Chord recognition in symbolic music
(c) Ed Earl 2019; all rights reserved.
(c) Ed Earl 2019; all rights reserved.
This post describes an attempt to address the problem of recognizing chords in symbolic music. The aim is to develop an offline program for labelling each timestep of a MIDI file with a single chord from a simple dictionary of chord labels. No prior information about the location of chord changes in the music is assumed.
Harmonic analyses of fifty songs from "A Corpus Study of Rock Music" (http://rockcorpus.midside.com) are used as ground truth data. The harmonic analyses are carefully aligned with MIDI transcriptions of the songs (a laborious process).
Firstly, timesteps are identified at which simple chords (triads and the most common sevenths) are fully voiced, with no other notes sounding. I assume that at such timesteps, the correct label must be a chord consisting of the sounding notes, plus possibly some others. For example, at a timestep with only a D, F and A sounding, acceptable chord labels would include D minor (D F A) or B flat major seventh (B flat D F A), but not E major. To “seed” the list of chord labels, the simplest matching label for each such timestep is extended until the next such timestep, and the first label is extended backwards to the start of the song.
Next, the algorithm attempts to relabel blocks of chords by repeatedly iterating backwards from the end of the song to the start, with an inner loop trying each possible block length at the target timestep, evaluating each possible block relabelling against a set of constraints. The algorithm’s overall stopping criterion is a failure to improve with reference to a set of related constraints within a certain number of iterations.

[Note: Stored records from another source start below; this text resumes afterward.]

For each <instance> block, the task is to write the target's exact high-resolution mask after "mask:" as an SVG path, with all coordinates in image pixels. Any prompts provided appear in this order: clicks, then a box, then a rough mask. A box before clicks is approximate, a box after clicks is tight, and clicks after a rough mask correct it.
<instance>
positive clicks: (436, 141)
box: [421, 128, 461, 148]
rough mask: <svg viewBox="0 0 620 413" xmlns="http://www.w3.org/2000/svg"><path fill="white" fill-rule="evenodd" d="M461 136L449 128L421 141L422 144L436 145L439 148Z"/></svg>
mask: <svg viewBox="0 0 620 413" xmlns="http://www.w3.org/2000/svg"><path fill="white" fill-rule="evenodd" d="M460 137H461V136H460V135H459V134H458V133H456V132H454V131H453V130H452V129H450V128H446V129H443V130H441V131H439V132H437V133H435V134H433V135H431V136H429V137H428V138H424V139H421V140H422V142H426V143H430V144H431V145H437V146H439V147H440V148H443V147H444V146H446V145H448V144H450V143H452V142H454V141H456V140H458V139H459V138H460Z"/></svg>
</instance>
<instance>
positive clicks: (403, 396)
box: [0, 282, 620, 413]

For each block, possible chord labels are eliminated until either one label remains, in which case the block is relabelled, or no labels remain, in which case the block is not relabelled. The process used to eliminate candidate chord labels uses the following constraints.
This approach frames chord recognition as a classification problem. A function is defined to calculate amplitude for a given pitch class at a given timestep, using a decay function to model decaying amplitude for sustained notes. The following features are then computed for each timestep.
The complete set of features used as input to the classifier for each timestep consists of the above features computed for twenty past and twenty future timesteps, plus features for the amplitude of each pitch class at the target timestep (computed using a variety of parameters). The class label at each timestep is the chord label.
The training set consists of forty songs. Each song is transposed to each of the twelve pitch classes, then features and labels are computed. A random forest classifier is trained. Its accuracy is tested against a set of ten songs which were not used for training (and are not transposed before testing). The final accuracy figure is 69.7%.
The harmonic analyses used as ground truth (again, "A Corpus Study of Rock Music", http://rockcorpus.midside.com) contain alternative analyses for several songs, evidence that chord perception is not unambiguous for expert human listeners. However, this does not seem to account for the classification failures in the algorithms’ output. Chord labels are often clearly inappropriate. The algorithms will often produce a bad chord label for several notes after a chord change, sometimes then changing again to the correct chord label. This is especially interesting given that the hand-written approach specifically penalizes greater numbers of chord changes. Apparently the evidence for the “bad” chord label is strong enough during the first few notes to justify an extra chord change.
Human listeners are often able to agree on an unambiguous chord change on as little as a solo bass note, when taking all musical factors into account. Although the descriptions in the sections above omit a great deal of experimentation with computed features, techniques and classifier types, several factors which seem musically significant have not yet been modelled, and might be explored.
Beat, pulse and groove provide important clues to the location of chord changes, which tend to happen in regular places within a particular piece of music. The start of a bar is common, but if the groove is syncopated, chord changes may occur a quaver or semiquaver before the start of a bar. (In printed music, chords are nevertheless often notated at bar lines in this situation; the harmonic analyses used as ground truth for this study follow this practice.)
Repetition is important (particularly in rock music, but also in other genres). Figures and sections repeated from earlier in the music are an important clue that the chord is also the same. Exact repetition is rare, however; small variations are found everywhere, and repeating a figure of notes against different chords is also a common device.
Larger structure is also significant. Cues such as dynamics and arrangement signpost the way to section changes, bringing the expectation of harmonic development - new chords.
Formulaic cadences and chord progressions are particularly common in rock music, but are also important in other genres. However, as with other elements of music, composers’ chord choices exploit both familiarity and surprise to create interest. Listeners’ expectations are an essential part of the process.
I’m surprised that although chord recognition in audio receives research attention, relatively little research seems to be done on chord recognition in symbolic music. It seems to be fairly difficult to achieve high accuracy, even though the data set I used is rock music, which is commonly believed to be harmonically basic, formulaic and easy to grasp.
A much larger set of data, consisting of music transcriptions in a symbolic format such as MIDI, with chord labels for each timestep, would be of great benefit.